生物資源由来の原料でゴムを合成、自動車用タイヤを量産する

材料開発の分野では、コンピュータや人工知能(AI)の進歩により、"経験と勘"に基づく従来手法に代わる、良質なデータからインフォマティクス(情報科学)を用いて高速で材料開発を行うマテリアルズ・インフォマティクスが大きな潮流になっているという。

NEDOは「超先端材料超高速開発基盤技術プロジェクト(超超PJ)」で計算・プロセス・計測の三位一体による有機・高分子系機能性材料の高速開発に取り組んでいて、その一環として、産総研ADMAT横浜ゴムと共同で、バイオエタノールからブタジエン(C4H6)を高速かつ効率的に合成する技術開発を進めている。
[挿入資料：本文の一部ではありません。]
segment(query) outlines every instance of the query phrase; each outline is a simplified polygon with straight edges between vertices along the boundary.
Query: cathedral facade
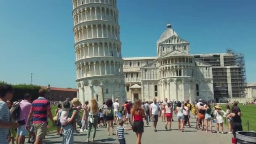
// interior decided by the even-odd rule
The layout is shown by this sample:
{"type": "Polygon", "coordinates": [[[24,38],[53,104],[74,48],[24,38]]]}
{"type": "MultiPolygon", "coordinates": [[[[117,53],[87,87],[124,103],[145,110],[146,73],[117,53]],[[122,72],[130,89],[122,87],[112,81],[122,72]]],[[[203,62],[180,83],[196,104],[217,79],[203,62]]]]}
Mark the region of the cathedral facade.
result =
{"type": "Polygon", "coordinates": [[[170,23],[157,45],[156,57],[123,58],[128,99],[213,99],[212,65],[190,54],[189,42],[170,23]]]}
19年には大量データを取得・解析するハイスループットシステムとデータ駆動型学習、触媒インフォマティクスの活用により――

当時最高峰の触媒システムを開発し、生成したブタジエンからブタジエンゴムを合成した(発表記事)。知見を生かし、20年には19年比1.5倍のブタジエン収率を持つ触媒システムの開発に成功した。4者は今回、バイオエタノール処理量を約500倍にした大型触媒反応装置を設計・製作してバイオエタノールからのブタジエン大量合成を検討、反応条件の最適化やブタジエンの捕集方法改良により、約20kgのブタジエンの製造を達成した。

さらに、そのブタジエンを蒸留精製により高純度化した後、重合反応によって得られたブタジエンゴムを原料とした自動車用タイヤの試作に成功した。ブタジエンは現在、合成ゴムなどの重要な化学原料として石油から生産されているが、バイオマス(生物資源)から生成したブタジエンからタイヤを生産する技術を確立することにより、石油への依存を低減し、CO2削減と持続可能な原料調達が促進される。

試作タイヤはグランドツーリングタイヤ「BluEarth-GT AE51」の185/60R15であり、石油由来のゴムを使用した時と同等の材料性能を有しているという。